Trotzdem legt man das Buch etwas unbefriedigt aus der Hand. Murphys ausschließlicher Bezugspunkt für die Polarforschung ist der deutsche Staat in seinen unterschiedlichen Figurationen, und an manchen Stellen hätte man sich eine umfassendere Kontextualisierung der Ergebnisse gewünscht. So werden zwar die Forschungsunternehmungen anderer Länder immer wieder angesprochen, ein systematischer Vergleich mit Shackleton, Scott, Amundsen oder beispielsweise den Polarflügen des italienischen Abenteurers Umberto Nobile jedoch unterbleibt. Ebenfalls nur am Rande erwähnt werden deutsche Forschungsreisen in andere Erdteile, vor allem Afrika und Südamerika. Eine eingehendere Bezugnahme darauf wäre schon allein deshalb sinnvoll gewesen, weil diese mit den polaren Unternehmungen um die gleichen, raren finanziellen Mittel konkurrierten und eine Vielzahl personeller Verbindungen - beispielsweise die Geografen Ratzel und von Richthofen - zwischen Polar- und Afrikaforschung existierten. Auch die bereits angeführten Geographischen Mitteilungen Petermanns widmeten sich vor allem den Expeditionen ins Innere Afrikas. Die Berücksichtigung dieser Bezüge hätte es Murphy ermöglicht, die Polarforschung innerhalb der imperialen Expansion des Kaiserreichs zu situieren und detaillierter herauszuarbeiten, warum und von wem die jeweiligen Unternehmungen unterstützt wurden oder eben nicht.

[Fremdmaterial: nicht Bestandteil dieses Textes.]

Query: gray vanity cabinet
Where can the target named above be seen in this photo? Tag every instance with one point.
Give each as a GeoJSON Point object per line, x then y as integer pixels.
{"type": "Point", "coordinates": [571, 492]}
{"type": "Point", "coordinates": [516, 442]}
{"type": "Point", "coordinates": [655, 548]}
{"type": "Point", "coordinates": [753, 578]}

Auch das insgesamt überzeugende Kapitel über die deutschen Vorstellungen von der Polarwelt ist nicht unproblematisch. Deutsche waren fasziniert vom Polarlicht, sahen in der arktischen Natur eine Bewährungsprobe für Männlichkeit und Disziplin und maßen die dort lebenden Eskimos an bürgerlichen Werten. Für die Expeditionsteilnehmer und die von ihnen hinterlassenen Aufzeichnungen, Tagebücher und Reiseberichte mag das sicherlich zutreffen. Um daraus aber ein tragfähiges "German Image" zu konstruieren, müssten systematisch auch populäre Textgattungen und illustrierte Zeitschriften, Visualisierungen und Darstellungstechniken der Polarwelt, beispielsweise Landkarten, Dioramen oder die Eskimo-Völkerschau Hagenbecks 1878 untersucht werden. Nicht zuletzt hätte auch der von Murphy immer wieder konstatierte Internationalismus durch Seitenblicke auf andere Erdteile noch mehr Kontur gewinnen können. So hat beispielsweise Ulrike Kirchberger nachgewiesen, wie deutsche Wissenschaftler bereits vor dem deutschen Kolonialerwerb an den Strukturen des britischen Empire partizipierten. [1] Ähnliches ließe sich auch für Alfred Wegener, "the most heroic figure in the annals of German exploration" (152), feststellen, der seine ersten Erfahrungen in einer dänischen Expedition sammelte. Auch hinsichtlich des Transfers von Ausrüstung, Material und technischem Know-How - beginnend beim den Eskimos abgeschauten Anorak bis zum in Norwegen angekauften Schiff - erscheint die deutsche Polarforschung im kritischen Rückblick möglicherweise doch weniger deutsch als die Zeitgenossen dies wahrhaben wollten.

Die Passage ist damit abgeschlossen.